Княгиня (поднимая руки к небу):

— О, Господь справедлив, моя несчастная дочь будет отомщена.

Герцог (порывисто встает, поднимает голову; лицо его искажается отвратительным выражением страшной злобы. Язвительная улыбка обнажает его желтые зубы. При словах княгини он разражается страшным хохотом и кричит):

— Ха! Ха! Ха! Слышите ли вы эту милейшую тещу? Ее дочь будет отомщена! Ха! Ха! Ха! Отомщена, потому что с вашей помощью все складывается против меня; потому что мне отрубят голову, как той горничной. Не правда ли, княгиня? Не правда ли, кавалер? Ну, нет-с, напротив! Слышите ли вы? Это я отомстил за себя вашей дочери, княгиня и г-н Сен-Мерри. Ведь она — ваша дочь и достойна своих родителей…

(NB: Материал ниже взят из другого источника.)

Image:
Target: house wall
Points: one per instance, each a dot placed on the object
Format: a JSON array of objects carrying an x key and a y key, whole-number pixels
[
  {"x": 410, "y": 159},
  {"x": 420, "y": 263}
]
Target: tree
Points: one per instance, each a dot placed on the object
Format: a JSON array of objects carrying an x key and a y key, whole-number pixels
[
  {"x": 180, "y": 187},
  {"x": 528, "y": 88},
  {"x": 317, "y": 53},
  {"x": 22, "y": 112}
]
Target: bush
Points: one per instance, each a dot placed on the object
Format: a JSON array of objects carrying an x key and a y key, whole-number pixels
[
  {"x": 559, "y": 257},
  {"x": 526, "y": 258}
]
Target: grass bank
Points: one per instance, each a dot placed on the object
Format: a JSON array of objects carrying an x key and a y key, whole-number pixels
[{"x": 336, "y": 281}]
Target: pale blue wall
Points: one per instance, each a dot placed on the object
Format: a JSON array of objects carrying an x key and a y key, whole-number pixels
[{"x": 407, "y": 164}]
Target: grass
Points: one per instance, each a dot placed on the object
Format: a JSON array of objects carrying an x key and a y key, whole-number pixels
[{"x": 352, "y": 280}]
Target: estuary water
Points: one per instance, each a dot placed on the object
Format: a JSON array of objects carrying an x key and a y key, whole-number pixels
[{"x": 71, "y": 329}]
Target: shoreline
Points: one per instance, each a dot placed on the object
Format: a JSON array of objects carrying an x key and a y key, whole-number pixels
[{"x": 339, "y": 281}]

Сен-Меррп (с яростью бросается на герцога):

— Подлец!

Бонакэ (удерживая его):

— Милостивый государь! Ай, ай, ай!

Герцог (указывая на княгиню и кавалера):

— Посмотрите на этих дураков, которые посылают меня на гильотину! Ха, ха! А знают ли они, что я сделаю прежде, чем взойти на эшафот? Я покрою стыдом и позором память незаконнорожденной дочери кавалера де Сен-Мерри и княгини де Морсен. Да-с! Вот что вы выиграли! Раньше все жалели о судьбе несчастной герцогини де Бопертюи, а теперь о ней будут вспоминать с отвращением, презрением и ужасом! Да, радуйтесь, торжествуйте! Есть от чего! Ведь эта Мессалина спала бы себе мирным сном могилы, а теперь память о ней будет затоптана в грязь, которую вы же подняли, милейшая теща и дорогой побочный тестюшка, как выражалась моя жена!

Бонакэ (в сторону):

— Он ужасен!

Княгиня:

— Но это чудовище сходит с ума!

Сен-Мерри (комиссару):

— Милостивый государь, ведите же убийцу!

Герцог:

— Нет, черт возьми, позвольте-с! Мне есть что рассказать. Эти господа здесь для того, чтобы выслушать меня. Вы называете меня убийцей? Прекрасно! Да, я убийца! Я отравил вашу дочь, кавалер. За что? А за то, что она переодевалась гризеткой и по ночам пускалась в похождения.